Treatment-related adverse events occurred in 68% of the atezolizumab group (grade 3 or 4 in 11%). The most common adverse events of any grade were hypothyroidism (11%), pruritus (9%), and rash (8%). Immune-mediated adverse events of any grade occurred in 52% of the atezolizumab group and were grade 3 or 4 in 8%; 12% of patients required systemic corticosteroid treatment, and 11% of patients discontinued treatment due to immune-mediated events. Immune mediated adverse events were also reported in 9% of patients in the best supportive care arm and were grade 3 or 4 in 1%, with 1% requiring steroids. Treatment-related death occurred in four patients in the atezolizumab group.

The investigators concluded: “IMpower010 showed a disease-free survival benefit with atezolizumab versus best supportive care after adjuvant chemotherapy in patients with resected stage II–IIIA NSCLC, with pronounced benefit in the subgroup whose tumors expressed PD-L1 on 1% or more of tumour cells, and no new safety signals. Atezolizumab after adjuvant chemotherapy offers a promising treatment option for patients with resected early-stage NSCLC.” 

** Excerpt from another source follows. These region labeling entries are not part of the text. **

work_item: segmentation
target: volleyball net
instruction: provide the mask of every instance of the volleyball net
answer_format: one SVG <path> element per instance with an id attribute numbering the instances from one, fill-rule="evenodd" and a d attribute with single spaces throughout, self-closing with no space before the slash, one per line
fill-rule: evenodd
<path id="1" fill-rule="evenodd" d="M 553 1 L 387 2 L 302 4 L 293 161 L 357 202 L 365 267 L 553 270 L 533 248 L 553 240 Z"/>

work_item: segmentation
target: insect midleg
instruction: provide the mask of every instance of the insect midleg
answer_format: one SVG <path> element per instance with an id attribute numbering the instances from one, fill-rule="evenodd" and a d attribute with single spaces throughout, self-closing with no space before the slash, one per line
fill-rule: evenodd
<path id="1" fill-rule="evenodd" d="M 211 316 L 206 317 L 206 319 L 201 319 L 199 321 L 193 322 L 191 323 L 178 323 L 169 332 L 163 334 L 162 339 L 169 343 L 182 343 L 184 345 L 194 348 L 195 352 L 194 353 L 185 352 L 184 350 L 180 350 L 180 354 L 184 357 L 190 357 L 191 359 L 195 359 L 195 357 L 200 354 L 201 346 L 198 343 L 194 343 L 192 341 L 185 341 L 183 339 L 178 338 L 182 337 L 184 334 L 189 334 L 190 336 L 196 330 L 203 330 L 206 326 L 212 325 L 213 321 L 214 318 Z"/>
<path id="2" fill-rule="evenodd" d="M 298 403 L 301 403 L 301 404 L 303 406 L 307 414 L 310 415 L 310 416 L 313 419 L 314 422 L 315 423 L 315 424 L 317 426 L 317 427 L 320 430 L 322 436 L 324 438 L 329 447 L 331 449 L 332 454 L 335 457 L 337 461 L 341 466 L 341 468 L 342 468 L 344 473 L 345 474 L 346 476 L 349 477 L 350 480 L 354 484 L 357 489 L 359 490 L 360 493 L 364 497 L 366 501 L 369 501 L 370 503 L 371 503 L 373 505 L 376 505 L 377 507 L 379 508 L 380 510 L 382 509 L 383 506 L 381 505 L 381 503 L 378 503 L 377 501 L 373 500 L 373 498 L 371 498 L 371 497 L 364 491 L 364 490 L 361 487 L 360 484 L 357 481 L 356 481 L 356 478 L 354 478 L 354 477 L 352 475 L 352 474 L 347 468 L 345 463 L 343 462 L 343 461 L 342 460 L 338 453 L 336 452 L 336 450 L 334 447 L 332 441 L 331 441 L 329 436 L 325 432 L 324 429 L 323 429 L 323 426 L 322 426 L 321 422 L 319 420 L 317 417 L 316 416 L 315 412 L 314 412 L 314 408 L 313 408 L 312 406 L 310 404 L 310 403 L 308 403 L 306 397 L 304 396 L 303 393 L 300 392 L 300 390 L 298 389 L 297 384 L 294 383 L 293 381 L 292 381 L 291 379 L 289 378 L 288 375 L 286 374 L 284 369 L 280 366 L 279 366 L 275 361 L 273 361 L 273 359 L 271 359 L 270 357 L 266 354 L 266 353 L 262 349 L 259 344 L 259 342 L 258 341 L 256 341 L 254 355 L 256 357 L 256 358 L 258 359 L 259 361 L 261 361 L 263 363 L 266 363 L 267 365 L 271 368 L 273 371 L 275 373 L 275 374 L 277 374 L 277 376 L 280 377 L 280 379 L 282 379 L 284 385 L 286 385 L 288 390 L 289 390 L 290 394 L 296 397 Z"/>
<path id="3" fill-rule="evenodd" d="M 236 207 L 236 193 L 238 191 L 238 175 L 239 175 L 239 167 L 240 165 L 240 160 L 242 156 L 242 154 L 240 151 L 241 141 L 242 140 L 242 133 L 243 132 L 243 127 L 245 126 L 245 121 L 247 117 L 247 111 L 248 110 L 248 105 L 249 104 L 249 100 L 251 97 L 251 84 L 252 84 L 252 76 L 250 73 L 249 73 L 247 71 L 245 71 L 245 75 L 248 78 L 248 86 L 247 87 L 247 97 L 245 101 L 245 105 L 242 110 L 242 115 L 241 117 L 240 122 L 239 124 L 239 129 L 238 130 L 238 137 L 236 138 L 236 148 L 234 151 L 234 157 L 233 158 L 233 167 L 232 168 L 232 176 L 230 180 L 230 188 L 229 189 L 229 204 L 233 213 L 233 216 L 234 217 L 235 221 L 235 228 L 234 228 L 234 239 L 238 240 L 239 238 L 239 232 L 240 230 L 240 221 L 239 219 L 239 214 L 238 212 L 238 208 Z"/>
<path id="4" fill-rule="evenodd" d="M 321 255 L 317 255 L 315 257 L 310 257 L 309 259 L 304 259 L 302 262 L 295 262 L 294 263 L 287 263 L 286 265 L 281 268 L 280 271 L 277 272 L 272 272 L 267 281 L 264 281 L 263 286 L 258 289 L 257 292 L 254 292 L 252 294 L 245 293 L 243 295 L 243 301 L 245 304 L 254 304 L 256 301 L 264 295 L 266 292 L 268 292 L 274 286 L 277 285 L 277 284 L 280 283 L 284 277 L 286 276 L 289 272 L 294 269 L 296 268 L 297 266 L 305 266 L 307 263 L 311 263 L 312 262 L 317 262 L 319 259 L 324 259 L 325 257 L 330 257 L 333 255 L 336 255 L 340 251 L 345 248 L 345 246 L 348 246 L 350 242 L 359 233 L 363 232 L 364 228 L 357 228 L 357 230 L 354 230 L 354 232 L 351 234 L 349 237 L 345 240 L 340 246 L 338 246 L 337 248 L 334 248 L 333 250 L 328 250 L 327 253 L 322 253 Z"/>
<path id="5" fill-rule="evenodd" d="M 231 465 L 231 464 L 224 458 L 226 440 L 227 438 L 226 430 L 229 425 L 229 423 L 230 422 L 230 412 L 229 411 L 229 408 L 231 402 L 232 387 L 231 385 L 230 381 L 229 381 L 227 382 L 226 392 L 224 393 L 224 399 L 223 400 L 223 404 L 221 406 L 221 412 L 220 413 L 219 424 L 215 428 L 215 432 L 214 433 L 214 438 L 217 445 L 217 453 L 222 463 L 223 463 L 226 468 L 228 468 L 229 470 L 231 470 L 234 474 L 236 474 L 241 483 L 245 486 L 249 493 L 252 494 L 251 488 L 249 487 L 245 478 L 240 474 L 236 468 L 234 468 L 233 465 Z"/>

DISCLOSURE: The study was funded by F. Hoffmann–La Roche and Genentech. Dr. Felip has served as an advisor or consultant for Amgen, AstraZeneca, Bayer, Boehringer Ingelheim, Bristol Myers Squibb, Eli Lilly, GlaxoSmithKline, Janssen, Merck Serono, MSD Oncology, Novaris, Pfizer, Roche, Peptomyc, and Takeda; has served on a speakers bureau for AstraZeneca, Bristol Myers Squibb, Eli Lilly, Medscape, Merck Sharp & Dohme, PeerVoice, Pfizer, Roche, Takeda, and CME Outfitters; has received research funding from Fundación Merck Salud, and Merck KGaA; and is an independent member of the board for and has received personal fees from Grifols. 

REFERENCE

1. Felip E, Altorki N, Zhou C, et al: Adjuvant atezolizumab after adjuvant chemotherapy in resected stage IB–IIIA non-small-cell lung cancer (IMpower010): A randomised, multicentre, open-label, phase 3 trial. Lancet 398:1344-1357, 2021.